Federated learning is a machine learning approach where models are trained across multiple decentralized devices or servers holding local data, without exchanging raw data. This enhances privacy and security but introduces complex data governance challenges. Organizations must ensure compliance with data protection regulations, manage consent, and maintain data quality across diverse sources. Effective governance frameworks are essential to address issues like accountability, transparency, and auditability in federated learning environments.
Federated learning is a machine learning approach where models are trained across multiple decentralized devices or servers holding local data, without exchanging raw data. This enhances privacy and security but introduces complex data governance challenges. Organizations must ensure compliance with data protection regulations, manage consent, and maintain data quality across diverse sources. Effective governance frameworks are essential to address issues like accountability, transparency, and auditability in federated learning environments.

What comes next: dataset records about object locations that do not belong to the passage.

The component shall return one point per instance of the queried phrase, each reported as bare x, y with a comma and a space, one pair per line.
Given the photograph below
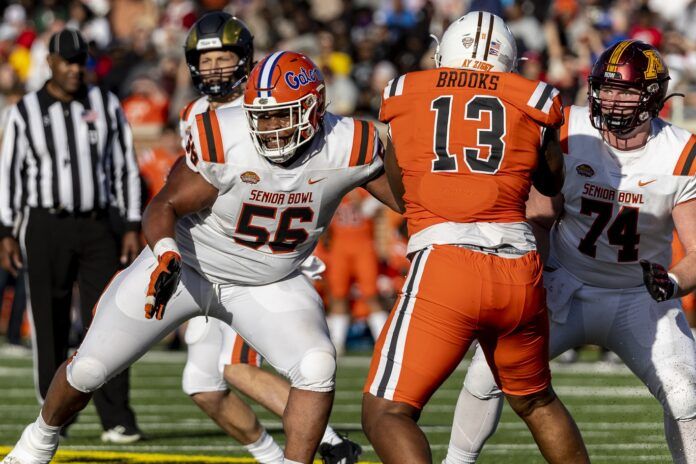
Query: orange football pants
452, 296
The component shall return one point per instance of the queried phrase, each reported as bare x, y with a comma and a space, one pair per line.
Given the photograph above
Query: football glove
659, 283
163, 282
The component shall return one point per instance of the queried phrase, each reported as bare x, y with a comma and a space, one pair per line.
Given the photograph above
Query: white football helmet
478, 40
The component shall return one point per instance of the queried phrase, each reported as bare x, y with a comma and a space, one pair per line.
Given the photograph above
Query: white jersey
618, 204
187, 117
267, 218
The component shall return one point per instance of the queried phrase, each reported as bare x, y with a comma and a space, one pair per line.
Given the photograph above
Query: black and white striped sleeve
12, 156
126, 176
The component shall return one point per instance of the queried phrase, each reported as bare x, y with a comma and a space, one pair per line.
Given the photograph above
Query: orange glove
163, 282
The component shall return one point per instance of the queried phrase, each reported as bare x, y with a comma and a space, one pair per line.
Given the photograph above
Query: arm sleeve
125, 168
687, 191
12, 155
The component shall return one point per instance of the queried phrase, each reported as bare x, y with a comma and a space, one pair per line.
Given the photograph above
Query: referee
66, 157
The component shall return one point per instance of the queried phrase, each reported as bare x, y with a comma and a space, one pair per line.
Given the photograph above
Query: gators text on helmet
285, 81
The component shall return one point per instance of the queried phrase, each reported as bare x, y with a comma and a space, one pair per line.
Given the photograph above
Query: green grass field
619, 420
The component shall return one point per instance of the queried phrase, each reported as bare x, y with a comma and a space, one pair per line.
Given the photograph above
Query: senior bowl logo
250, 177
304, 77
585, 170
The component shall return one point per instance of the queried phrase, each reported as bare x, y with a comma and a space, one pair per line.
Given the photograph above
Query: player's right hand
163, 282
10, 255
657, 280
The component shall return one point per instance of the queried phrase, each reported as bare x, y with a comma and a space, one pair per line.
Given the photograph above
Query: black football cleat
346, 452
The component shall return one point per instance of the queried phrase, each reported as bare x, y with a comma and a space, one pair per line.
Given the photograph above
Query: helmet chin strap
436, 57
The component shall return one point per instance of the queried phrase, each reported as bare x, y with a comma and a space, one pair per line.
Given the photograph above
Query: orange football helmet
284, 81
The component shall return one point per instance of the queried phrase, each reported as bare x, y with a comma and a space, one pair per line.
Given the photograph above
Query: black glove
163, 283
658, 282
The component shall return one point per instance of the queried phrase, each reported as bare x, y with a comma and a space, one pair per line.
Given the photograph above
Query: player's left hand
163, 282
658, 282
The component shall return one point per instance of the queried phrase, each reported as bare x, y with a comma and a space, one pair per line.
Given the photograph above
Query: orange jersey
467, 142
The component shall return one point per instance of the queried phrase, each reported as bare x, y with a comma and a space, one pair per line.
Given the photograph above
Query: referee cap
69, 45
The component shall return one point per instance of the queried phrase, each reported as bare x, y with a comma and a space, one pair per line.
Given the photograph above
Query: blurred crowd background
137, 53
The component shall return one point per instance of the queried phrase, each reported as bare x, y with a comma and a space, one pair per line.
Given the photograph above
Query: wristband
675, 281
164, 245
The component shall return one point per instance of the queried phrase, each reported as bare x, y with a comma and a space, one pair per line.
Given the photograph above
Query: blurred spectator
647, 27
89, 17
353, 258
14, 346
156, 162
147, 105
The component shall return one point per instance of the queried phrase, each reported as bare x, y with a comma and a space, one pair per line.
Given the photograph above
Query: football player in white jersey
629, 180
226, 237
219, 53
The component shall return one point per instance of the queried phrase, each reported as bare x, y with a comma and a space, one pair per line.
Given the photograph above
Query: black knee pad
526, 404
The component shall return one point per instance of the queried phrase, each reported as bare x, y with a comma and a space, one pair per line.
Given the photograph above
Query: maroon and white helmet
630, 64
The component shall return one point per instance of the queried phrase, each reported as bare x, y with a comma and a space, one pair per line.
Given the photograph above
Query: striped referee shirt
72, 156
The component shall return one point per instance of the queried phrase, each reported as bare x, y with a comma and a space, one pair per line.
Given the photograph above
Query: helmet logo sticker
211, 42
302, 78
655, 65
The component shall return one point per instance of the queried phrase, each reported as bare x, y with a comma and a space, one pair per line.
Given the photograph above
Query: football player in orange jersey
353, 256
629, 182
469, 139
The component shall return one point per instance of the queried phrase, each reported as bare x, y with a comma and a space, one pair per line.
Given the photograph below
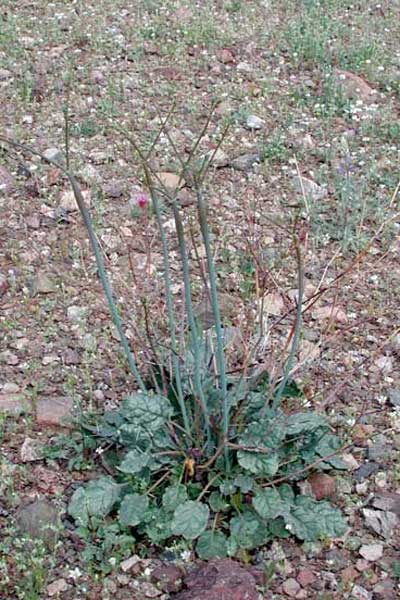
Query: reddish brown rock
225, 56
306, 577
13, 404
167, 577
349, 574
219, 579
322, 486
353, 87
54, 411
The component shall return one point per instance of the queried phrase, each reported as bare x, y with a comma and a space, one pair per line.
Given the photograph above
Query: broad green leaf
301, 423
311, 520
244, 482
327, 444
217, 502
278, 528
265, 433
227, 487
269, 504
132, 510
286, 493
158, 525
95, 500
259, 463
211, 544
148, 412
134, 462
190, 519
174, 496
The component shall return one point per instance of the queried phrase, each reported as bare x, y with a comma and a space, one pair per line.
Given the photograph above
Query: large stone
68, 202
371, 552
167, 577
13, 404
254, 122
309, 188
43, 284
290, 587
245, 162
322, 485
39, 520
219, 579
352, 86
54, 411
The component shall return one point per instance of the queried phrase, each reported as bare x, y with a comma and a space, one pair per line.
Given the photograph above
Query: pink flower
140, 201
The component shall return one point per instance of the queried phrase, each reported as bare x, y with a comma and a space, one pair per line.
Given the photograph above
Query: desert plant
198, 452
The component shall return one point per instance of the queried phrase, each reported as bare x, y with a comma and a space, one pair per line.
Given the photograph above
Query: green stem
297, 329
191, 319
170, 311
220, 354
97, 253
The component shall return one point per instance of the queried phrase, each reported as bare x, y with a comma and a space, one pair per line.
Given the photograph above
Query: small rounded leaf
132, 510
174, 496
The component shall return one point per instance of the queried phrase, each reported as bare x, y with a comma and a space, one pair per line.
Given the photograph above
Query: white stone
371, 552
254, 122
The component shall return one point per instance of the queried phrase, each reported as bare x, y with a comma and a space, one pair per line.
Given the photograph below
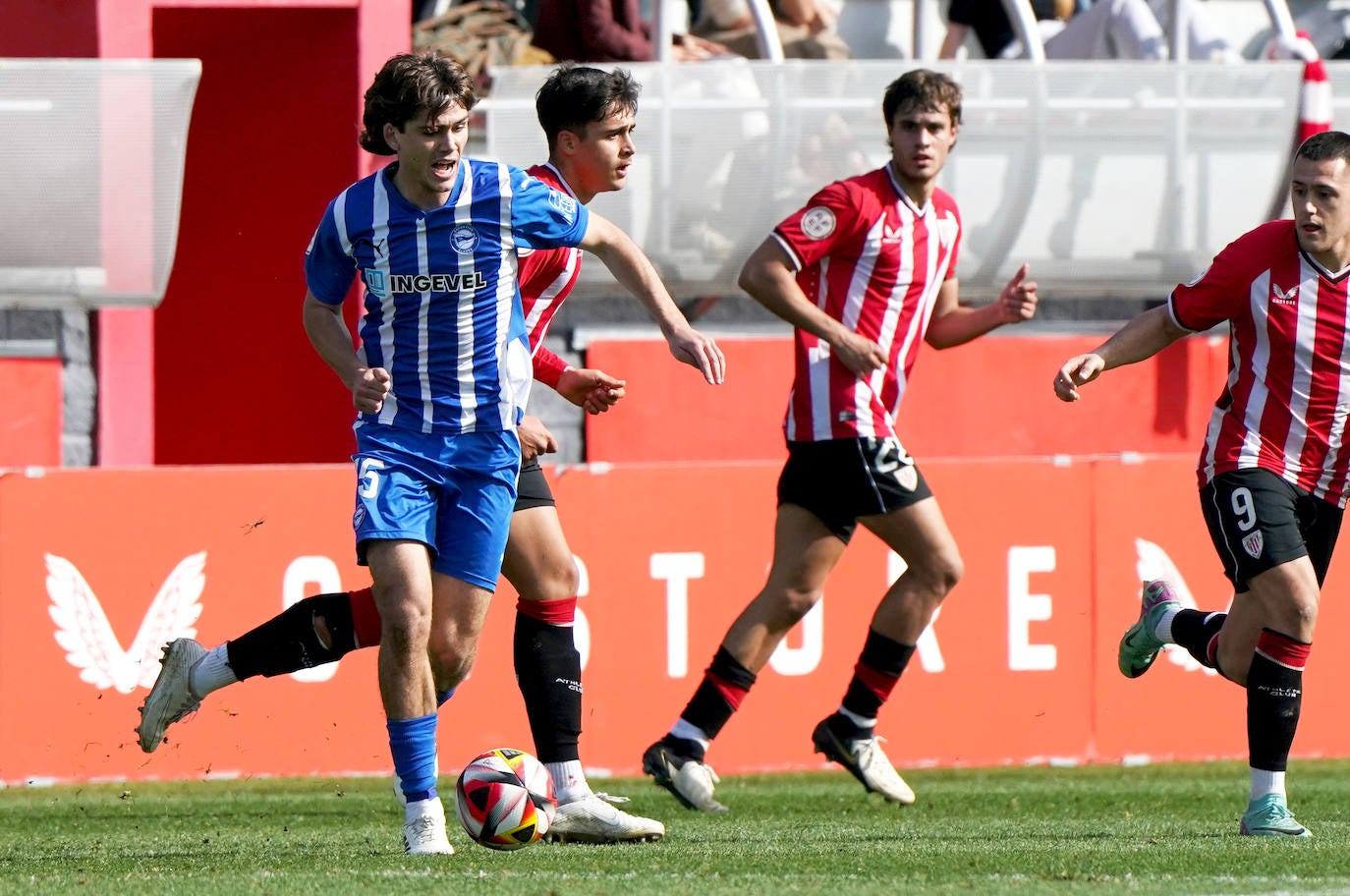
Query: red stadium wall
31, 432
98, 567
271, 140
989, 398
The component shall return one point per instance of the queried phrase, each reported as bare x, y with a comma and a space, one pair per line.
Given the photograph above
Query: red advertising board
988, 398
97, 568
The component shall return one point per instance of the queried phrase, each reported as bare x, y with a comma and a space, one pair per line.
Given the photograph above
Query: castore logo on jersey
1284, 297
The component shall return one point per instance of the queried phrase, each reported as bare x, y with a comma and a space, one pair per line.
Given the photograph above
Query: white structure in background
90, 178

What is federated learning?
A machine learning approach where a global model is trained across many devices or servers holding local data; each device computes local updates and only these updates are shared with a central aggregator, never the raw data.
How does federated learning impact privacy and security?
Keeps data on the device, reducing raw data exposure. However, model updates can still leak information, so safeguards like secure aggregation, differential privacy, and encryption are used to mitigate risks.
What data governance challenges does federated learning introduce?
Issues include data provenance and consent across sites, varying data quality, consistent data formats, access controls and auditing, cross-border data considerations, and accountability for model updates.
What steps help address ethical and societal risks in federated learning?
Establish fairness and accountability, disclose data practices, assess and mitigate biases, monitor model impact, implement privacy-preserving techniques, and ensure regulatory compliance and robust governance.